We explore and illustrate the use of time series decomposition methods for evaluating and comparing latent structure in nonstationary electroencephalographic (EEG) traces obtained from depressed patients during brain seizures induced as part of electroconvulsive therapy (ECT). Analysis of the patterns of change over time in the frequency structure of such EEG data provides insight into the neurophysiological mechanisms of action of this effective but poorly understood antidepressant treatment, and allows clinicians to modify ECT treatments to optimize therapeutic benefits while minimizing associated side effects. Our work has introduced new methods of time-frequency analysis of EEG series that identify the complete pattern of time evolution of frequency structure over the course of a seizure, and usefully assist in these scientific and clinical studies. New methods of decomposition of flexible dynamic models provide time domain decompositions of individual EEG series into collections of latent components in different frequency bands. This allows us to explore ECT seizure characteristics via inferences on the time-varying parameters that characterize these latent components, and to relate differences in such characteristics across seizures to differences in the therapeutic effectiveness and cognitive side effects of those seizures. This article discusses the scientific context and problems, development of nonstationary time series models and new methods of decomposition to explore time-frequency structure, and aspects of model fitting and analysis. We include applied studies on two datasets from recent clinical ECT studies. One is an initial illustrative analysis of a single EEG trace, the second compares the EEG data recorded during two types of ECT treatment that differ in therapeutic effectiveness and cognitive side effects.
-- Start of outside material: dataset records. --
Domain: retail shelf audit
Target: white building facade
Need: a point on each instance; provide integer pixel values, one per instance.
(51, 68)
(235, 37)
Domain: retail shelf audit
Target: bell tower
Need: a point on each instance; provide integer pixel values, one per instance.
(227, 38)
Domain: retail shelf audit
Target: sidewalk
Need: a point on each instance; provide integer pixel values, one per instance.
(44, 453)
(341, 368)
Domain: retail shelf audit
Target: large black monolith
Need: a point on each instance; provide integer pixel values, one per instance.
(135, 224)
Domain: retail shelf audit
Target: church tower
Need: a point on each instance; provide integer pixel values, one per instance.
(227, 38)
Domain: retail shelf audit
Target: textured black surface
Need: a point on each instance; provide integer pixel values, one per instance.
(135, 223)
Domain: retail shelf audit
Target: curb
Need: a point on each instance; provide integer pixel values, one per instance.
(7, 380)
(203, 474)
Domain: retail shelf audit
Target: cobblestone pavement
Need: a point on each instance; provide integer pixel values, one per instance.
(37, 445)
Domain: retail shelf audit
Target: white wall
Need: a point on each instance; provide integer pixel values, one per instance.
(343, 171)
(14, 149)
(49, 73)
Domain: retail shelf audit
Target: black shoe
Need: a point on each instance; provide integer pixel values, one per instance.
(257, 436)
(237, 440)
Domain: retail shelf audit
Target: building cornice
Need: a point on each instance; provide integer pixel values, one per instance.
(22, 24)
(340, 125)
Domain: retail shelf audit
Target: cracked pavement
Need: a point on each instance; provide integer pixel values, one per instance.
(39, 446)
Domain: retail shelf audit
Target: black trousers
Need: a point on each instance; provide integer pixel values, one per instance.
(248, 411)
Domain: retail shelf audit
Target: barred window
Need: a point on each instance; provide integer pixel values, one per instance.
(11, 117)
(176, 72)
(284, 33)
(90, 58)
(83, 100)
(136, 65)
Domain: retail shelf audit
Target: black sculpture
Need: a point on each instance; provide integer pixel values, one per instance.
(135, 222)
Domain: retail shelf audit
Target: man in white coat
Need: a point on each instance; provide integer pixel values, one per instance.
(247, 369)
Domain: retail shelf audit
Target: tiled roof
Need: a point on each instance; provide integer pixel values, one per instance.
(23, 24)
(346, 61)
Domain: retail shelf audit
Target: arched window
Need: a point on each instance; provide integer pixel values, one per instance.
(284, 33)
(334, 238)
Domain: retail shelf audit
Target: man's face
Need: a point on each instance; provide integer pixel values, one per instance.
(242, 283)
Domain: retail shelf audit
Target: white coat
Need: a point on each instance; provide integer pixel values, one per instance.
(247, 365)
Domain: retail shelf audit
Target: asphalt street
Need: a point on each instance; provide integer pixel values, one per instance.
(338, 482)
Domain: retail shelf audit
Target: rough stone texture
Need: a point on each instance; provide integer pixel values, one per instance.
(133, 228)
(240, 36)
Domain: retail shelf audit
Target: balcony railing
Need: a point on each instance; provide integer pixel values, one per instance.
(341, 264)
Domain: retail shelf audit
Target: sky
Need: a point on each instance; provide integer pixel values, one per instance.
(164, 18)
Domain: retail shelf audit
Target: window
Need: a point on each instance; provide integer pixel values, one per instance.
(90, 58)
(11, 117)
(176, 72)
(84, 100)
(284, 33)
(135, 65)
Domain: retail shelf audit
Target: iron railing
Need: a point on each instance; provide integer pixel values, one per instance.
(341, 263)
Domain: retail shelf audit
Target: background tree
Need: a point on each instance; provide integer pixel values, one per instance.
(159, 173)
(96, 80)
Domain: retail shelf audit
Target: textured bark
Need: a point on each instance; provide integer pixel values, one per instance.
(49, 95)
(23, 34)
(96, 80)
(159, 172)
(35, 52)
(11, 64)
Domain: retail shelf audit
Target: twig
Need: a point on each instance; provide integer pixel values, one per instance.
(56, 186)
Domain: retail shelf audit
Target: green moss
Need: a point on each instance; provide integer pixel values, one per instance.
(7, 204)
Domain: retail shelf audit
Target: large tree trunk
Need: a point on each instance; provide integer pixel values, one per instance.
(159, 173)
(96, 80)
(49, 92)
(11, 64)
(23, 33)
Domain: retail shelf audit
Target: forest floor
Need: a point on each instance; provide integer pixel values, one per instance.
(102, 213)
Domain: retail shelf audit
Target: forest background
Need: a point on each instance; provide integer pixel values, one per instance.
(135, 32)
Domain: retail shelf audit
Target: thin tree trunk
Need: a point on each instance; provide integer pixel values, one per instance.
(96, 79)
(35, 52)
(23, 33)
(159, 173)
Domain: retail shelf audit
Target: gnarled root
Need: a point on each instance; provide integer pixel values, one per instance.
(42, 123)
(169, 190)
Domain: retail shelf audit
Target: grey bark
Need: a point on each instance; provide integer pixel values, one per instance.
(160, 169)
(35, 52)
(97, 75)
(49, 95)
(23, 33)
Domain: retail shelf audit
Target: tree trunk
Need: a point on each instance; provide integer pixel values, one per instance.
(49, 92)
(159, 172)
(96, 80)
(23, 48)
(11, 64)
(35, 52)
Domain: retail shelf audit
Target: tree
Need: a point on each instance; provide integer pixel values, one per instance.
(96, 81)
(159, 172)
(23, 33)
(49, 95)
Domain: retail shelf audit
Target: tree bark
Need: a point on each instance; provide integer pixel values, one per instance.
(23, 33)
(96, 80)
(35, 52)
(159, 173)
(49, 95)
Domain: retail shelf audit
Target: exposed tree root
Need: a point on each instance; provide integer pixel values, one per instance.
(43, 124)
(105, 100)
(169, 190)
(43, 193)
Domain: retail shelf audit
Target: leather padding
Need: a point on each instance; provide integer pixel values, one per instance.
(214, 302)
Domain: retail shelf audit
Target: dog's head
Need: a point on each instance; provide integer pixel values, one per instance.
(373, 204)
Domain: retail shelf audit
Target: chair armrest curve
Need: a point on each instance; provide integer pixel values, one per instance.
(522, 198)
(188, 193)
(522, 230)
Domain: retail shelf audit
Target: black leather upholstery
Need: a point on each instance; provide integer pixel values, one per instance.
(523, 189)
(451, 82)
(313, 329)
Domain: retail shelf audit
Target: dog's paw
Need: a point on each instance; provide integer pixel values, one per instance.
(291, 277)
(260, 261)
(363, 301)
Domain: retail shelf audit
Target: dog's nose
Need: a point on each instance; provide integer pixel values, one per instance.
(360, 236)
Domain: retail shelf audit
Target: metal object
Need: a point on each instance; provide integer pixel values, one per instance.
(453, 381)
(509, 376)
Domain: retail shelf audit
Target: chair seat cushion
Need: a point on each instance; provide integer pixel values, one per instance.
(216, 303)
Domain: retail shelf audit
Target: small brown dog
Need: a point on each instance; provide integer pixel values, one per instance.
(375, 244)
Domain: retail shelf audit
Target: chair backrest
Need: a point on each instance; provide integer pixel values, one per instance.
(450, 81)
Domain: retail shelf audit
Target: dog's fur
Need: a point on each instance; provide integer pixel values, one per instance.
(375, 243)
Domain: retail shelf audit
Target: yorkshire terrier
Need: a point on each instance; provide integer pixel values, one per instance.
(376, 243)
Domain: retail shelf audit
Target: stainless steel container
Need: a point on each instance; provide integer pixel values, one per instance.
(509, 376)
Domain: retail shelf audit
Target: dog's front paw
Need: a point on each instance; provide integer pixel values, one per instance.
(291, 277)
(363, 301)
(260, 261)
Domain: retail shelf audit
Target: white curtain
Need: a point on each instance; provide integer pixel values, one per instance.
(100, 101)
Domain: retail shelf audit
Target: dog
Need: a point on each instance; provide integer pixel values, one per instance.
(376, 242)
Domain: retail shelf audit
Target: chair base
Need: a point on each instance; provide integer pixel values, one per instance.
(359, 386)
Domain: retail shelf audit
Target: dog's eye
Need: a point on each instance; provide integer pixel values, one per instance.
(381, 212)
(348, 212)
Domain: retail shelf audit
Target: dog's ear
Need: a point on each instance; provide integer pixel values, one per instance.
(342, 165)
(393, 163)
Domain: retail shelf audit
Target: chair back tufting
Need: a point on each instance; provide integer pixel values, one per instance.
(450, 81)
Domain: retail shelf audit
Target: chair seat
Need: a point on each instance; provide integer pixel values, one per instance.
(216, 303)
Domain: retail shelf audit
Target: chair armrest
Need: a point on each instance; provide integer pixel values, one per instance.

The uses of these models and time series decomposition methods in extracting and contrasting key features of the seizure underlying the EEG signals are highlighted. Through the use of these models we have quantified, for the first time, decreases in the dominant frequencies of low-frequency EEG components during ECT seizures. We have also identified preliminary evidence that such decreases are enhanced under the more effective ECTs at higher electrical dosages, a finding consistent with prior reports and the hypothesis that more effective forms of ECT are more effective in eliciting neurophysiological inhibitory processes.